Dampak positif perusahaan terhadap masyarakat dan lingkungan adalah sebuah pencapaian perusahaan. Dua hal inilah yang ingin diwujudkan Pendopo Field dengan program corporate social responsibility (CSR) berupa pendampingan KWT (Kelompok Wanita Tani) Melati di Desa Sukarya, Kecamatan STL Ulu Terawas, Kabupaten Musi Rawas.
Program CSR ini dimulai pada tahun 2020, dengan melakukan pemetaan sosial di desa ini. Hasil pemetaan menunjukkan bahwa Desa Sukarya menghadapi masalah utama yaitu pengangguran dan kemiskinan.
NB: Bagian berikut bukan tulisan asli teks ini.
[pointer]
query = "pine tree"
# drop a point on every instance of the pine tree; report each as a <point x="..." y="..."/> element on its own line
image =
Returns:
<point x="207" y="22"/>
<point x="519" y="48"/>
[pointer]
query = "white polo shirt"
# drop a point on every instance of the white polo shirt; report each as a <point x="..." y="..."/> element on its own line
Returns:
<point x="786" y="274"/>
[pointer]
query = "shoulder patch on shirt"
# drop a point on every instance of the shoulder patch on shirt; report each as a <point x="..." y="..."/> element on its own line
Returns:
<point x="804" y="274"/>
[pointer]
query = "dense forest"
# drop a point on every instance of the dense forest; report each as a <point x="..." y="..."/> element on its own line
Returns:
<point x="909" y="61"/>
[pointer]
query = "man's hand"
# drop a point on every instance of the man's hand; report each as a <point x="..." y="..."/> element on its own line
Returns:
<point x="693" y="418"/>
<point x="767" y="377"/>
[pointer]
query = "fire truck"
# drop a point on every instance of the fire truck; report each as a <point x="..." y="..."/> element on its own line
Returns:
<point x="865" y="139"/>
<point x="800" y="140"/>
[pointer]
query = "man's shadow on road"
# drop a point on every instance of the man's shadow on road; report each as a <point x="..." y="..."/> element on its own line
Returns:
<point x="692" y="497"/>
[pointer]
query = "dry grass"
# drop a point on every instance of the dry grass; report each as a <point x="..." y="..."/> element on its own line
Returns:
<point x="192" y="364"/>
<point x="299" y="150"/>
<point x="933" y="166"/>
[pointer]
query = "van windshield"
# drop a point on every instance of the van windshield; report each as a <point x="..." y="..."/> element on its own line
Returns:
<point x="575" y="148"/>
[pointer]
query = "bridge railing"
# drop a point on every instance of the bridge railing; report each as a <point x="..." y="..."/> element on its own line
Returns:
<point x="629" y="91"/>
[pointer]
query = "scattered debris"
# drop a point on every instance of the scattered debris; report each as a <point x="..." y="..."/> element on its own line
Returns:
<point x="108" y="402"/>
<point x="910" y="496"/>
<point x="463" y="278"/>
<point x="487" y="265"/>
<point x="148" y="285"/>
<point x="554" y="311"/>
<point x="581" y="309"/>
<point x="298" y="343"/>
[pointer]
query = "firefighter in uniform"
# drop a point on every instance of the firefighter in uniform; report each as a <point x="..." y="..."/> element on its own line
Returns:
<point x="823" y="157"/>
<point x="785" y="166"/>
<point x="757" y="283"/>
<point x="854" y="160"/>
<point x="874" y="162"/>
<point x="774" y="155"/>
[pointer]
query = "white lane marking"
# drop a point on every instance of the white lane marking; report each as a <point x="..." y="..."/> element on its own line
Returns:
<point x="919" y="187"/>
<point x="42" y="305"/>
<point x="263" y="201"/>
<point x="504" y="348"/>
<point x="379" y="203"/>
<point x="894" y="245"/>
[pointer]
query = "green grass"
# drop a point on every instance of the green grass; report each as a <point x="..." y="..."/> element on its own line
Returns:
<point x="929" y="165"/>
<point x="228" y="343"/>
Pengangguran disebabkan rendahnya sumber daya manusia (SDM) masyarakat, keterbatasan peluang pekerjaan, serta kurangnya sumber daya modal.
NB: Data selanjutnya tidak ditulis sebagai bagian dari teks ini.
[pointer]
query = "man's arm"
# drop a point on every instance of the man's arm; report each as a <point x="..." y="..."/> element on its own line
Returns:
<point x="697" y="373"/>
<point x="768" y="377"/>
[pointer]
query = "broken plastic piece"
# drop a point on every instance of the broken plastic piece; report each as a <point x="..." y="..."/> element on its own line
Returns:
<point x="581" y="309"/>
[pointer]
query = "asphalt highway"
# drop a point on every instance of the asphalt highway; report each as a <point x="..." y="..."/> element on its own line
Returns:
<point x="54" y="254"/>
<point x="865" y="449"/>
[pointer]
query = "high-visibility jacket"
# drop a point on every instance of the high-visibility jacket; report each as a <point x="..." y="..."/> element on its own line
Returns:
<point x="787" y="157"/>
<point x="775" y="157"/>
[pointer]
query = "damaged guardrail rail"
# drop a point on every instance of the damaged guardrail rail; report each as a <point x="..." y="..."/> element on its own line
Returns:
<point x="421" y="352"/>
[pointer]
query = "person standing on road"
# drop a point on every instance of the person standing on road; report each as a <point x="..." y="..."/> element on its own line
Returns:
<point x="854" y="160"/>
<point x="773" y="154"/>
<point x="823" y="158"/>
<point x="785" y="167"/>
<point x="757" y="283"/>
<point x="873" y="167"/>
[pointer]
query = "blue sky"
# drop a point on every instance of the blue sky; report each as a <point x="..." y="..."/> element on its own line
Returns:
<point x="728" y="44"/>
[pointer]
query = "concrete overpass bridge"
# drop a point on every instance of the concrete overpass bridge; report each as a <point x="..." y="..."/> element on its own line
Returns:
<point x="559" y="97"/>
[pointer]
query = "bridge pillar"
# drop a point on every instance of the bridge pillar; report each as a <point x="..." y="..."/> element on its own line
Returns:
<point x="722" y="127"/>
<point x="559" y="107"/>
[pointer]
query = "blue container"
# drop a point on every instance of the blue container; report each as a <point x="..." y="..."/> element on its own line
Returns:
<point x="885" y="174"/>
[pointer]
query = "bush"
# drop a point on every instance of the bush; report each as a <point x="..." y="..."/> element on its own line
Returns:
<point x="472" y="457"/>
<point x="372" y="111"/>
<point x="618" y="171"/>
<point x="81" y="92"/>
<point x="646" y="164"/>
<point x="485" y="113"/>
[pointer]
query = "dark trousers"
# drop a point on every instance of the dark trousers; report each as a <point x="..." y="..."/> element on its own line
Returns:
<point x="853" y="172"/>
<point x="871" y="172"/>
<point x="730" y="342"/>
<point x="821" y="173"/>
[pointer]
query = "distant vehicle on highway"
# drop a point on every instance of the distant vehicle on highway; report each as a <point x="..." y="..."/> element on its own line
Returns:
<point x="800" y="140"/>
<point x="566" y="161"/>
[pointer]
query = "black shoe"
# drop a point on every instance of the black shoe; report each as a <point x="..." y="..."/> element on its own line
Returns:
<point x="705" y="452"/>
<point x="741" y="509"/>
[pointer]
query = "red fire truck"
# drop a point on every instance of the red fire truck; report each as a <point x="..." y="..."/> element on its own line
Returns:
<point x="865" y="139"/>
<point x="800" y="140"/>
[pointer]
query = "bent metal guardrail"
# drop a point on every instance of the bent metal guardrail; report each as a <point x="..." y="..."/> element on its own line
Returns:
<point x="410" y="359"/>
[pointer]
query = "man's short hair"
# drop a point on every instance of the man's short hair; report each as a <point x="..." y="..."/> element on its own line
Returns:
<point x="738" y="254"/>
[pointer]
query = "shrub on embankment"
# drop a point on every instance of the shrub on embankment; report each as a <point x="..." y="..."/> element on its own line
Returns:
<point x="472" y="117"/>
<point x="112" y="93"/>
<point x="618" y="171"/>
“Kami melaksanakan Program GEMILANG karena kami percaya bahwa perusahaan tidak bisa tumbuh di tengah ‘masyarakat yang sakit’,” kata Erwinton Simatupang, CDO (Community Development Officer) Pendopo Field. Menurut Erwinton, keberhasilan program ini tidak bisa lepas dari keterlibatan masyatakat, khususnya seorang local champion perempuan, Suhartini (54 tahun).
Perempuan dalam Tegakan Pinang
Jalan itu beraspal, tapi tiba-tiba menyajikan lubang yang cukup lebar. Mobil yang bukan mobil double gardan harus mengerem mendadak, penumpang pun ikut terhentak. Adegan ini berulang-ulang selama kira 3 jam dari kantor Pendopo Field menuju rumah Suharti, Ketua KWT Mekar. Perempuan keturunan Jawa kelahiran Sumatera yang tak henti untuk belajar.
“Saya ndak kuliah. Bikin KWT ini juga karena undangan nyasar,” kenangnya. Sebuah undangan pelatihan ke Kabupaten Musi Rawas untuk para pegiat UMKM. Hanya karena nama Suhartini mirip dengan nama yang diundang, nyasarlah undangan tersebut ke tangan Suhartini. Ketika membaca undangan itu, Suhartini ingin sekali bisa berangkat. Akhirnya, keinginannya untuk belajar itu didukung oleh pemerintah desa yang memberangkatkan Suhartini.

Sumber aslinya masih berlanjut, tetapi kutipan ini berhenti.